The lounge was called Aurum. It sat on the quieter end of a busy street....the kind of establishment that didn't need a crowd outside to prove itself. No velvet rope, no bouncer performing importance. Just a discreet entrance, warm gold light spilling through smoked glass, and the kind of quiet confidence that came from knowing exactly what it was.


Maya had chosen it deliberately. She always did.


"This is more like it," Maya said as they walked in, already scanning the room with quiet satisfaction.


Alessia had to admit.... it was beautiful.

The interior was all dark wood and low light, curved booths lining the walls and small tables arranged with enough space between them that conversations stayed private. A live jazz trio played in the far corner, unhurried and smooth, the kind of music that didn't demand your attention but rewarded it if you gave it.


The crowd was what Maya had promised, well dressed, well spoken, the particular energy of people who came somewhere like this because they genuinely liked it rather than because they needed to be seen. Alessia felt her shoulders drop slightly.


Okay, she thought.
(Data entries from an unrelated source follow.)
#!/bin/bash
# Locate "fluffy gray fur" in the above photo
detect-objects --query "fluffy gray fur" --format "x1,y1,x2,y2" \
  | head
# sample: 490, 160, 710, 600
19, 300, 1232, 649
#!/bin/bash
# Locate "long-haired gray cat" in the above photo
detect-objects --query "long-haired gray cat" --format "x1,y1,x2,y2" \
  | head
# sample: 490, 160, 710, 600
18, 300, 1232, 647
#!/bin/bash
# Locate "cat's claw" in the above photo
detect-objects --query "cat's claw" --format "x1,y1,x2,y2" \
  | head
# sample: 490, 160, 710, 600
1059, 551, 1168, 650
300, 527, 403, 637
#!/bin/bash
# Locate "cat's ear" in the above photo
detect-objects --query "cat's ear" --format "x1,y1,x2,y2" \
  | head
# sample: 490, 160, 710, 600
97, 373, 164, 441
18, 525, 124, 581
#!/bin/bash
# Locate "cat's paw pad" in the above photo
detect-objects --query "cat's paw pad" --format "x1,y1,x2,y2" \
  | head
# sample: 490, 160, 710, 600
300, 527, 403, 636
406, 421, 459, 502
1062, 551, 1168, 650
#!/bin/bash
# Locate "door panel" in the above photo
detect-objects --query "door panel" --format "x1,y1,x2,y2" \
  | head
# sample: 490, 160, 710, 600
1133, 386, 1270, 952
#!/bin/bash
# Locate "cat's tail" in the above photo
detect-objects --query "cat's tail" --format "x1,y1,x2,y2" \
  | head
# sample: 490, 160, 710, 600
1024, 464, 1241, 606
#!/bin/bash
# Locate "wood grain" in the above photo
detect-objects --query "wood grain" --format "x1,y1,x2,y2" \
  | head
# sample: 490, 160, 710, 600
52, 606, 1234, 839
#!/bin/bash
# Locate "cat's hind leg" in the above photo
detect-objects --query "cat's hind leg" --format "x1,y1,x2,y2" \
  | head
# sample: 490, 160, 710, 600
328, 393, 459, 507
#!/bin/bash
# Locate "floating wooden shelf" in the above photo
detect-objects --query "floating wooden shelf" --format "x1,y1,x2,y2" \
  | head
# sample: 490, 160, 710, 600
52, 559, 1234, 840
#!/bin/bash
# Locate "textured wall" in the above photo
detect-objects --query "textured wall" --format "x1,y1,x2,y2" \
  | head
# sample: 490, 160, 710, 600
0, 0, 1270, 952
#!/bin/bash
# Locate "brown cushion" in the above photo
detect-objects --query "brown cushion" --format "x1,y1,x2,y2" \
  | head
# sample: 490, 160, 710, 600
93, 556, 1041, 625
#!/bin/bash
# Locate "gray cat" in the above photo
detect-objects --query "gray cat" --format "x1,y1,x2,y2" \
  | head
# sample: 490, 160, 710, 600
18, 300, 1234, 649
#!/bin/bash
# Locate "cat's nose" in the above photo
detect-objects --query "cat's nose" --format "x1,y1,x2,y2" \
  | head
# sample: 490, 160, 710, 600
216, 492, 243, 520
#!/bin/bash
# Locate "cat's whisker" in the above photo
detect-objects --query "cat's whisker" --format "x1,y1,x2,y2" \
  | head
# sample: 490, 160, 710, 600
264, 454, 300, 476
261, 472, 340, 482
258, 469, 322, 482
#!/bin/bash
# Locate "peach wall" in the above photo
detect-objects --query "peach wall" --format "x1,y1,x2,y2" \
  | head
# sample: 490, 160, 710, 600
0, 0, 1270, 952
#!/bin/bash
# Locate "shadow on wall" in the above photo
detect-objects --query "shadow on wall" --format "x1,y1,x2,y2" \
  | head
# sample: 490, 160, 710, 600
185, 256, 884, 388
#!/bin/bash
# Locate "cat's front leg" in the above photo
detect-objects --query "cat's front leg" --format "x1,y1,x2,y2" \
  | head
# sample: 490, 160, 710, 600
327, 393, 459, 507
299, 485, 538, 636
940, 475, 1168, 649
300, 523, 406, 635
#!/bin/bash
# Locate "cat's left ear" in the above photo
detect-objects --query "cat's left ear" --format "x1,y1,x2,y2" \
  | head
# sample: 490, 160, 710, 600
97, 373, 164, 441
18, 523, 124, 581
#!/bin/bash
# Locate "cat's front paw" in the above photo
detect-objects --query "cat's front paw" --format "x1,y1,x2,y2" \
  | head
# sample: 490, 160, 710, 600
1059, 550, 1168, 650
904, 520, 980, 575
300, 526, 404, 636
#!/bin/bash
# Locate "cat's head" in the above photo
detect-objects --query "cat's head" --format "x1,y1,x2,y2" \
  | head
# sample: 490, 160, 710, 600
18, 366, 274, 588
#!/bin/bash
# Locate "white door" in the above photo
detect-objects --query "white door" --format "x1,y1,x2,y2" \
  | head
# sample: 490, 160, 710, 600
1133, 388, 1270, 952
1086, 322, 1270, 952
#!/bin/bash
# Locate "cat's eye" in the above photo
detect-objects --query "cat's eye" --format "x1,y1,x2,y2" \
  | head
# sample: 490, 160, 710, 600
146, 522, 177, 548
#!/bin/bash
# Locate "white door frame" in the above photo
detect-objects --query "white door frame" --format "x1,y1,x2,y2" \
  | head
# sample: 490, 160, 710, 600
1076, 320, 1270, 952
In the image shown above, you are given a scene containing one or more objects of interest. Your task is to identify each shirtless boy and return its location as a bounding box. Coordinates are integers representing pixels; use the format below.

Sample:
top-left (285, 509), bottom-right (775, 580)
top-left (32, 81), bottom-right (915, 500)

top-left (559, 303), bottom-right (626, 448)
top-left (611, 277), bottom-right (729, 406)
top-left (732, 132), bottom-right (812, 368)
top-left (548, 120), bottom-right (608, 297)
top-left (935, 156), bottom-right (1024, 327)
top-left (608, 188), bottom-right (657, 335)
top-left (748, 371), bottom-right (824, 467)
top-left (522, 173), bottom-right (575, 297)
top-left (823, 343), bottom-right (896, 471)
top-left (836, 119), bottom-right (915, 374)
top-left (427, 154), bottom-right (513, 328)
This is manageable.

A hostess led them to a booth near the centre of the room....good placement, Maya had probably requested it... and they settled in with drinks already on order before they'd fully removed their coats.


"See?" Maya said, folding her hands on the table with the composure of someone who had been right and knew it.


"It's nice," Alessia admitted.


"It's more than nice. It's exactly what you needed." Maya looked around the room with that particular expression of hers...... warm, alert, taking everything in. "Good energy in here tonight."

Alessia picked up her drink when it arrived and looked around properly for the first time.


She noticed the bar. Not for any particular reason... just that it drew the eye, the way well-designed things did. The bottles, the light, the quiet efficiency of the person working behind it. She didn't look long. She looked back at Maya.


"Thank you," she said. "For making

me come out."


"You can thank me by actually being present tonight and not sitting there replaying the Linda conversation in your head."


Alessia opened her mouth.


"You were doing it," Maya said simply. "I could tell."


She closed her mouth and Maya laughed.


They were five minutes in.....drinks half finished, the conversation finding its natural rhythm the way it always did between them..... when someone stopped at the edge of their table.


"Maya Vale."


The voice was warm and slightly surprised, the tone of someone genuinely pleased by an unexpected encounter. Alessia looked up.

He was tall. Dark features, good jaw, the kind of easy handsomeness that came without apparent effort.